Jacquelynne Bohlen, Analyst
Thank you for the update. Also, regarding balance sheet liquidity, you had proactive actions at 9/30 to keep some of that off-balance sheet. What are customer behaviors indicating so far in this quarter for potential inflows or outflows in Q4?
Russell Colombo, President and CEO
Tim?
Timothy Myers, Executive Vice President and Chief Operating Officer
It’s really a mixed bag, Jackie. We’ve had some deposits from PPP findings that have resulted in large paydowns. We have large accounts that fluctuate significantly month-to-month. These ins and outs aren't always mutually exclusive.

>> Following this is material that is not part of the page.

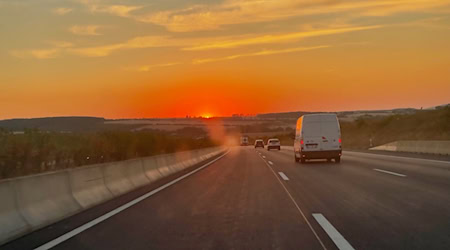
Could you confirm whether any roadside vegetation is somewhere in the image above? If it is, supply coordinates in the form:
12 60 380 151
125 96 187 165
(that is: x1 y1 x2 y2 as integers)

A lot of debt is being paid down; that has been a larger loan payoff category this year compared to previous years. People are very conservative. I expect this trend to continue, which will impact loan utilization as well.
Jacquelynne Bohlen, Analyst
Yes, that is helpful. Lastly, regarding the CECL adjustment, will that all flow through in the fourth quarter’s provision expense?
Tani Girton, Executive Vice President and Chief Financial Officer
That will flow through the fourth quarter provision expense.
Jacquelynne Bohlen, Analyst
Okay, great. Thank you, everyone.
Russell Colombo, President and CEO
Thank you for your participation. We look forward to speaking with you again next quarter, as we review our year-end results. Thank you for your attendance.